Любопытные бытовые зарисовки, однако, этими наблюдениями отнюдь не были исчерпаны. Андрианов следующим образом описал Володю Винничевского: «Владимир часто читал, это особенно летом. Как-то я сам лично видел у Владимира книжки, которые он читал, одна из них была о анонизме (так в оригинале – прим. А. Р.), другая – название сейчас не помню, но там тоже по половому вопросу. Мне Владимир как-то летом показывал фотографические карточки порнографического порядка, это снимки половых сношений мужчины и женщины в разных формах. Я тогда ещё сказал Владимиру, что об этих карточках скажу твоему отцу, но этого не сделал, считая Владимира уже взрослым».
Надо безусловно сказать Кондратию Андрианову большое спасибо за его весьма выразительный и образный рассказ, благодаря которому мы, пожалуй, впервые увидели в убийце живого человека. Наконец-то нашёлся свидетель, который сказал, что Владимир, вообще-то, часто читал книги, причём книги для советской поры весьма необычные и редкие, явно не из районной детской библиотеки. Кто-то же ему их давал, где-то Владимир раздобыл неприличные фотокарточки – ещё один дефицит в реалиях тех по-пуритански строгих лет. И то, что 16-летний подросток продемонстрировал эти фотографии 28-летнему мужчине, тоже наводит на некоторые размышления.
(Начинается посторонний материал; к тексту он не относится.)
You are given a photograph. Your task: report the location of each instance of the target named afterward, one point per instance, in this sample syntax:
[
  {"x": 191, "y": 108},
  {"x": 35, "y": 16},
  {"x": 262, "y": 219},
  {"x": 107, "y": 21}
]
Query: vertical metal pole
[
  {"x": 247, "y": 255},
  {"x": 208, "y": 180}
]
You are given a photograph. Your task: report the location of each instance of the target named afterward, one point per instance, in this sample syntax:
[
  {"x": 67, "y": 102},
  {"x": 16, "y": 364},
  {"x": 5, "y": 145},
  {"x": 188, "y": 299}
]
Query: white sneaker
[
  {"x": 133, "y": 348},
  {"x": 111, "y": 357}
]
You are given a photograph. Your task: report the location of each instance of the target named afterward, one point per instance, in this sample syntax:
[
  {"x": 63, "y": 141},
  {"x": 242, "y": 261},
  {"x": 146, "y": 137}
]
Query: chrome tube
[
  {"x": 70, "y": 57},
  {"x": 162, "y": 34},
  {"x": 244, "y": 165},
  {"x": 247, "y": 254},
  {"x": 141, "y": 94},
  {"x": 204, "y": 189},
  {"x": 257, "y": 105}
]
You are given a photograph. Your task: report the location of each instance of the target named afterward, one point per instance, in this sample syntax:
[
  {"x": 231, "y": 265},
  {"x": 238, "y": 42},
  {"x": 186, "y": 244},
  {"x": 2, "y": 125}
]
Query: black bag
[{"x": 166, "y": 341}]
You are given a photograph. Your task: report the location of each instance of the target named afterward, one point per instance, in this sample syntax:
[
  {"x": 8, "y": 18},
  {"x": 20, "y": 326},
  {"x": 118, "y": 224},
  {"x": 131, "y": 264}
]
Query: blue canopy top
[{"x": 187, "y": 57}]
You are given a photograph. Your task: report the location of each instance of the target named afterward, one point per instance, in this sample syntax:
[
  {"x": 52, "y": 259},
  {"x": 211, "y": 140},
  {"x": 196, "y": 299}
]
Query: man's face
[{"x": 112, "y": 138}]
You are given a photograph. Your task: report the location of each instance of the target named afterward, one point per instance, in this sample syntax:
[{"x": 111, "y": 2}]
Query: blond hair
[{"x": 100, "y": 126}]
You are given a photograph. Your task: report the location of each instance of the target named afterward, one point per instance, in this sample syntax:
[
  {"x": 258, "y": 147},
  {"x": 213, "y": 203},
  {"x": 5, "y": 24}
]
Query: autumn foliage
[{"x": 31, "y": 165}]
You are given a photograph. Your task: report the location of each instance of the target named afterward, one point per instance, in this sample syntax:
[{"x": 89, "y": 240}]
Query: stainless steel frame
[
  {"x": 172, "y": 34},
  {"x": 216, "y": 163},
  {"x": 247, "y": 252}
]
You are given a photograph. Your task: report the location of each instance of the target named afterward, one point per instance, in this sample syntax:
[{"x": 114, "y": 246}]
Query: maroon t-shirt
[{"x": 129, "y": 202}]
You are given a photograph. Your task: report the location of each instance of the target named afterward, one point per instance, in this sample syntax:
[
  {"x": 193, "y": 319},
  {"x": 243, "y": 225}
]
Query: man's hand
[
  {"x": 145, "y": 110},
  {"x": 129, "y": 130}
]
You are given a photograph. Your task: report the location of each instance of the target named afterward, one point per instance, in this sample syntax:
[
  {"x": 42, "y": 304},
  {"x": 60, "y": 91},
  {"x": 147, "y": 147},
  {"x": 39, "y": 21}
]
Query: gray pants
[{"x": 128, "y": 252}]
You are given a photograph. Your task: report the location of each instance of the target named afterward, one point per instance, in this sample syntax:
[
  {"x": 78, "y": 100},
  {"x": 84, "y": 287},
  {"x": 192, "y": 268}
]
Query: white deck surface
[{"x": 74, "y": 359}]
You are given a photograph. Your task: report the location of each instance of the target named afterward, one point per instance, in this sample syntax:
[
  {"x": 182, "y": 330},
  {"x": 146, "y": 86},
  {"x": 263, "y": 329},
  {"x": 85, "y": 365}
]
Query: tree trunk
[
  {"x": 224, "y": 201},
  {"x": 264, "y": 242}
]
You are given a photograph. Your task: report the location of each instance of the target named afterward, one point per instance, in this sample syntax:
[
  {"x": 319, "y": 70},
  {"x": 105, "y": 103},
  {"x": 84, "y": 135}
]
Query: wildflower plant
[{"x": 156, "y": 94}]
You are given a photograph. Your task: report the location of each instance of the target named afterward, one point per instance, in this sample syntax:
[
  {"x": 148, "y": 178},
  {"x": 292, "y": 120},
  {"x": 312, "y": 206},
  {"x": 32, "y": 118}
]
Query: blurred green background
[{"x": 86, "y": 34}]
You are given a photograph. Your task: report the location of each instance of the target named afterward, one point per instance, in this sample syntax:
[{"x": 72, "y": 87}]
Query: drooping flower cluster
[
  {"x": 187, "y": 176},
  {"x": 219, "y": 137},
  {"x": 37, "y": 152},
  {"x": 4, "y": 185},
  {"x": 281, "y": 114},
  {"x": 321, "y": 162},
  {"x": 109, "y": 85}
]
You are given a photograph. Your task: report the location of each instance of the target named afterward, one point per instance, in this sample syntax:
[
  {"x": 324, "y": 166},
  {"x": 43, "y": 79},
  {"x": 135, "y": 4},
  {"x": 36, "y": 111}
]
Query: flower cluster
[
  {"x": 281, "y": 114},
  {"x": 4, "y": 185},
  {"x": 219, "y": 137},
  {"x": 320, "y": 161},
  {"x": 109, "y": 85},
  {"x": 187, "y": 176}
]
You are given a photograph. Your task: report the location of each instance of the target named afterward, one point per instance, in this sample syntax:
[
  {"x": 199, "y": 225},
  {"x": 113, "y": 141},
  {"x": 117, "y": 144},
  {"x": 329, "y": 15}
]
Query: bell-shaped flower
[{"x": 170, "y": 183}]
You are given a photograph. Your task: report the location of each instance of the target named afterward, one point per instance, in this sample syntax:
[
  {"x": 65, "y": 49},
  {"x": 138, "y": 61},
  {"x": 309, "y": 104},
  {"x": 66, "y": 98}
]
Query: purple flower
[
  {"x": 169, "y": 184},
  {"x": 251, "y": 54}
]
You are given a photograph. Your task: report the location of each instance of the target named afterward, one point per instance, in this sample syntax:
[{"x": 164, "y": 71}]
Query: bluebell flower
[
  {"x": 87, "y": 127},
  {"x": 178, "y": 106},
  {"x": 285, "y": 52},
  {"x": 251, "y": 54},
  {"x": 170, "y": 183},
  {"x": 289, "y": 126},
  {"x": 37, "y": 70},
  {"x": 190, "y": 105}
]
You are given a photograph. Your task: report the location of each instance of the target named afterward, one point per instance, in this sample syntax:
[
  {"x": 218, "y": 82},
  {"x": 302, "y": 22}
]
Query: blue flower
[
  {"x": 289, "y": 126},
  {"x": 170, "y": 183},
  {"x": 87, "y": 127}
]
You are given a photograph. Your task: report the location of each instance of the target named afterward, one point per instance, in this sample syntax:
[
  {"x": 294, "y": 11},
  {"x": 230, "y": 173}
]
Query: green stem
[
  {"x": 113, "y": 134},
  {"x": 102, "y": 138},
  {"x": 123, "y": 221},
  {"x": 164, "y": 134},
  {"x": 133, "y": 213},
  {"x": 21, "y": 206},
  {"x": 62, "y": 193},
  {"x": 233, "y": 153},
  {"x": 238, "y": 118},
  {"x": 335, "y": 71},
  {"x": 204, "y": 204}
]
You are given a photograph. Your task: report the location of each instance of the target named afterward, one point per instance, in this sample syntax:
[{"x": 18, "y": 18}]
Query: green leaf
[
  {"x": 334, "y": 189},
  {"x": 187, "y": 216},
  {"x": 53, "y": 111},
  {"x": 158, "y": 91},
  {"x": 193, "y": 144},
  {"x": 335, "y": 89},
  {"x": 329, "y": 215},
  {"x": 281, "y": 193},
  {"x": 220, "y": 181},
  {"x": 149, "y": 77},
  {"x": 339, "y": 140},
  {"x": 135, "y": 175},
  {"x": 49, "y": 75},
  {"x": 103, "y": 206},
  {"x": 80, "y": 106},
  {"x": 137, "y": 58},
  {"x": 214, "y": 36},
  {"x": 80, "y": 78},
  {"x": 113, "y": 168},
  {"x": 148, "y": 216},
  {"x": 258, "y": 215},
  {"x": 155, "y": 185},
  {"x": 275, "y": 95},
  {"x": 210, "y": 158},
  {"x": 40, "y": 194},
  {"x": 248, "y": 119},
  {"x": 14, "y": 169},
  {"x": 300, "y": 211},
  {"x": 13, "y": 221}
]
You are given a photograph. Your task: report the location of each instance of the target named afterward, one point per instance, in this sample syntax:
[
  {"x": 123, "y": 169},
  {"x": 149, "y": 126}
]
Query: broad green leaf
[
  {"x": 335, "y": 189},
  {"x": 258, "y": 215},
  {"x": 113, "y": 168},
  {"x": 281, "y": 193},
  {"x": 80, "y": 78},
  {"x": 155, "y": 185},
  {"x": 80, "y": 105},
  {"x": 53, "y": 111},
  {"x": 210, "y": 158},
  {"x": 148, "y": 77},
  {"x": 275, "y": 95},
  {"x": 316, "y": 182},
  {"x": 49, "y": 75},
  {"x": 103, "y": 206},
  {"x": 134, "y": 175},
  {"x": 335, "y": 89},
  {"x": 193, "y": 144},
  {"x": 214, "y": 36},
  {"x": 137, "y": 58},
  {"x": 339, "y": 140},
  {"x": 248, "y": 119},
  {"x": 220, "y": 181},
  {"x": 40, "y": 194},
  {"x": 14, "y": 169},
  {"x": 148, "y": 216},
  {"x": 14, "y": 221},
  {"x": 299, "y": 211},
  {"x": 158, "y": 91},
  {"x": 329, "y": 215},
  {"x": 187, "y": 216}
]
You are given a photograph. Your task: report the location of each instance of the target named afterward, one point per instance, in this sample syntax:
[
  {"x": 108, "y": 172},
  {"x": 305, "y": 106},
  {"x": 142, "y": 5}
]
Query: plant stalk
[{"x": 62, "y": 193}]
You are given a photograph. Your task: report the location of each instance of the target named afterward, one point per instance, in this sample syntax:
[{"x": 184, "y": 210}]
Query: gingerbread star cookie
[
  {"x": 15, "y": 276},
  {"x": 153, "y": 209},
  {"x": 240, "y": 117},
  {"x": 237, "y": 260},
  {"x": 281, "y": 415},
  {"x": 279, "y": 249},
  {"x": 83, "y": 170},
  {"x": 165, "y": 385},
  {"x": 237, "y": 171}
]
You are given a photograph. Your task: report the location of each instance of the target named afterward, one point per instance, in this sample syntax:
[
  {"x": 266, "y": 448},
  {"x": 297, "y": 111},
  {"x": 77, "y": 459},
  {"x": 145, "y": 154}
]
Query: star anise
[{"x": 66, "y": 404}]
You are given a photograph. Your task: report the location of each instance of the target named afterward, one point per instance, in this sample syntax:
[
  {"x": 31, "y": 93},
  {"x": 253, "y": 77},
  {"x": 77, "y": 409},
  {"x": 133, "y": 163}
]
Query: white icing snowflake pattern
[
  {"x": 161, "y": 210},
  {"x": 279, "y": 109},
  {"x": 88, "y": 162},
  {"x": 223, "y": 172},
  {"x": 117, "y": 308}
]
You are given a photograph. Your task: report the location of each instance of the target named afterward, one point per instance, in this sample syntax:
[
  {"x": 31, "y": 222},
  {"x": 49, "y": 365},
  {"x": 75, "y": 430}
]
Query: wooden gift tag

Неожиданно выясняется, что если Володя Винничевский доверяет собеседнику, то и держит себя с ним раскованно и смело. Можно даже сказать, инициативно. И в такие минуты он предстаёт перед нами вовсе не замкнутым и угрюмым, а вполне контактным молодым человеком. Его явно интересует сексуальная тематика, и он ищет собеседника, готового разделить с ним этот интерес, причём ищет его среди лиц мужского пола гораздо более старшего возраста.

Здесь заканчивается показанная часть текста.